Together, these lead to rising food prices worldwide, a rise in inflation and a worsening of the already dire food security situation in places such as Yemen, the Horn of Africa and Madagascar. We are already witnessing widespread foot riots, like the one between 2008 and 2011, when citizens around the world protested the failure of their states to deliver their most fundamental right – the right to eat.
To mitigate the impact of high prices, we have seen a whooping reversal of energy policies worldwide. In November 2021, at the COP26 climate conference in Glasgow, governments pledged to tax carbon and eliminate fossil fuel subsidies. But faced with dramatic increases in the cost of fuel and electricity, those same governments have made efforts to cut taxes on energy, introduce price caps and introduce new subsidies.
But keeping global warming below 1.5°C will require a drastic reduction in fossil fuel use from now on. The unfortunate reality is that one of the most effective ways to get people to use less fossil fuels is to make them expensive.
The best way to move away from fossil fuels is, of course, that there are better (and preferably cheaper) alternatives. But investment in these renewable alternatives will only happen if people make a clear move to them, and that requires consumer prices for fossil fuels to remain high.
fuel riots
Of course, high fossil fuel prices are generally unpopular and can even lead to riots.

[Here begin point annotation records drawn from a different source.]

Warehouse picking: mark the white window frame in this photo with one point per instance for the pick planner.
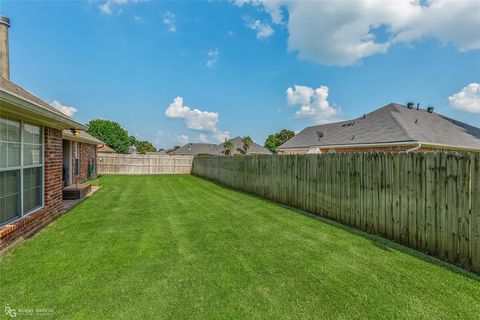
(22, 168)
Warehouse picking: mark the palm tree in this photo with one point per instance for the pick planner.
(227, 147)
(247, 143)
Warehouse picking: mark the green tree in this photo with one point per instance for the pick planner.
(228, 147)
(247, 143)
(271, 143)
(111, 133)
(144, 146)
(275, 140)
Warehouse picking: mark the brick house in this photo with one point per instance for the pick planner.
(393, 128)
(79, 157)
(31, 155)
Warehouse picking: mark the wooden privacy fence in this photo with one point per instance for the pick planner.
(428, 201)
(143, 164)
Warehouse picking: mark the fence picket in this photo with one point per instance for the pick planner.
(430, 202)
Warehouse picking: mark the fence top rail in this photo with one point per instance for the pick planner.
(435, 153)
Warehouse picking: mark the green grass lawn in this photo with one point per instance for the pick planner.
(176, 247)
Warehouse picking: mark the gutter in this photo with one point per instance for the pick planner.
(26, 105)
(415, 146)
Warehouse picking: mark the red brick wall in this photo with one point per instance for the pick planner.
(32, 223)
(88, 154)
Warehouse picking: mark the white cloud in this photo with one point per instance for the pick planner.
(169, 21)
(213, 56)
(272, 7)
(68, 111)
(203, 138)
(264, 30)
(220, 136)
(196, 119)
(344, 32)
(108, 6)
(183, 139)
(468, 99)
(313, 103)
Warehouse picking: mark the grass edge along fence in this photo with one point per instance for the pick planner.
(427, 201)
(115, 163)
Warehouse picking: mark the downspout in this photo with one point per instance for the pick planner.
(418, 146)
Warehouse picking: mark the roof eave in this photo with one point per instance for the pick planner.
(27, 109)
(83, 140)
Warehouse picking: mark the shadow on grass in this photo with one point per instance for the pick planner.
(381, 243)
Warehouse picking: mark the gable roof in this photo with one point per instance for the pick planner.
(196, 148)
(393, 123)
(217, 149)
(81, 137)
(105, 149)
(12, 94)
(238, 147)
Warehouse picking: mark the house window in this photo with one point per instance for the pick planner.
(21, 169)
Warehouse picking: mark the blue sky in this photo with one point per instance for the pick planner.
(128, 60)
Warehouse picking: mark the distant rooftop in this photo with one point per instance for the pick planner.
(217, 149)
(393, 123)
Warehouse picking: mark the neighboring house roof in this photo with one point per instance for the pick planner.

Between 2005 and 2018, 41 countries had at least one riot that was directly related to fuel demand among the population. In 2019 alone, there were major energy-related protests in Sudan, France, Zimbabwe, Haiti, Lebanon, Ecuador, Iraq, Chile and Iran, many of which escalated into riots.
Colleagues and I recently published research showing that these riots are caused by price spikes, often after fuel subsidies have been abolished. These price spikes sparked fuel riots when citizens felt they had no other options to express their anger at government policies and actions (or when states tried to suppress them by force).
High prices, happy citizens
Is it possible to keep fossil fuel prices high without causing riots? The key is to keep consumer prices high by raising fuel taxes when international oil and gas prices eventually fall. For this to be politically acceptable, two things need to happen.
First, consumers will not accept high prices if it means high profits for fossil fuel companies. Maintaining high prices for consumers needs to be complemented by a radical overhaul of the tax system facing fossil fuel companies, and not just one-off windfalls. Those taxes would keep consumer prices high, even if the fossil fuel companies wouldn’t actually receive much — enough to cover reasonable costs, but not enough to invest in further fossil fuel production. As the International Energy Agency has pointed out, the amount of investment required in the production of new oil and gas is zero to reach net zero by 2050.
Second, consumers will be much more willing to accept higher fossil fuel prices if the extra tax they pay is returned to citizens as an equal carbon subsidy. Alaska has done something similar, putting some of its oil revenues into a “permanent fund” which it then pays out to each household every year via check (although this approach can go wrong – in Alaska, politicians eventually run public services). stopped due to payments from the state fund).
Getting an annual payment, equal to the taxes imposed to keep fossil fuel prices high, would take the pain of higher prices. It would also be progressive, as those who consume the most fossil fuels would pay more in tax, while those who consume less would pay less but receive the same compensation from the fund and thus make a profit. Additional compensation may also be needed for poor groups with a high consumption of fossil fuels, such as people with lower incomes who have to use their cars for work.
Rising energy costs are a disaster for poor consumers worldwide. But ironically, they also offer a chance to rid the world of its addiction to fossil fuels. If we seize this opportunity to keep fossil fuel prices permanently high, we can accelerate the transition to cleaner energy in a way that is fair for all and we can avoid deeper crises in the coming years.
This article is republished from The Conversation under a Creative Commons license. Read the original article.